Wednesday, June 19, 2013

Health

Chertoff: Planning for disaster requires everyone

Posted 4/20/06
Page 6 of 11

And I want to go and say this is not only, again, a responsibility that individuals have to take for their own sakes, but it's kind of a civic responsibility. Because when people are able- bodied and they don't prepare themselves, what's going to happen is they're to force first responders to attend to their needs instead of focusing on the needs of people who can't help themselves. This is about the able-bodied and those who are – you know, who have the financial wherewithal – taking the steps to make sure that the emergency responders can deal first with those who need the most help.

And in this regard, I'm going to reiterate something I've said in a couple of occasions elsewhere about businesses as well. Continuity of operations is not just a question of responsibility to shareholders or to business stakeholders. It has to do with responsibility to the community. I can tell you that in Hurricane Wilma last year, there was plenty of oil and gas stored up. There was plenty of fuel at the gas stations that could be used so people could gas their cars up and get to the grocery store. So we didn't need to worry about delivering food to them. But none of that gas could get out of the ground, out of the tank underground if you didn't have a generator. And so, if we wanted generators, hours and days of recovery were slowed up, so that we could gas cars up and get people to work, you know, get the power lines working again, and get the whole system started up again.

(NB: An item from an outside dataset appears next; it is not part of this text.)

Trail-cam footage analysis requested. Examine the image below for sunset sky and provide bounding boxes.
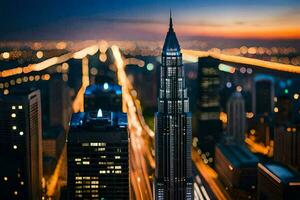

And I've challenged the oil companies, who are certainly are not financially hurting these days, to make sure that the gas stations, that the franchisees have those generators. It's part of the civic responsibility to make sure that a breakdown in that business doesn't cause a ripple effect across society.

Yesterday when I was in the Gulf, I said to the nursing home owners, there was a bad experience in Katrina. People who invite and, I might say, charge to have the aged and the infirm come into their care have a responsibility to make sure they have built the capability to evacuate their people who are entrusted to their care. You know, in an emergency, sure, the government's going to come in and do it. But that is not an excuse for nursing home owners and hospitals to abdicate their responsibility, and I think that's something we ought to take very seriously as part of our social responsibility. Now of course, in this group in particular, you're focused on the particular responsibilities you would have in the case of a pandemic like the avian flu. And this has been in the news; Secretary Leavitt, I know talked about it earlier, as he does, pretty much on a regular basis, and as I do as well from time to time. And of course, I'm not here to say that avian flu is around the corner in terms of impact on the U.S., and certainly not to say that in the near future we're going to have a pandemic of regular human-to-human transmission. But I also can't exclude the possibility, and I know that the earlier you get prepared, the better prepared you're going to be.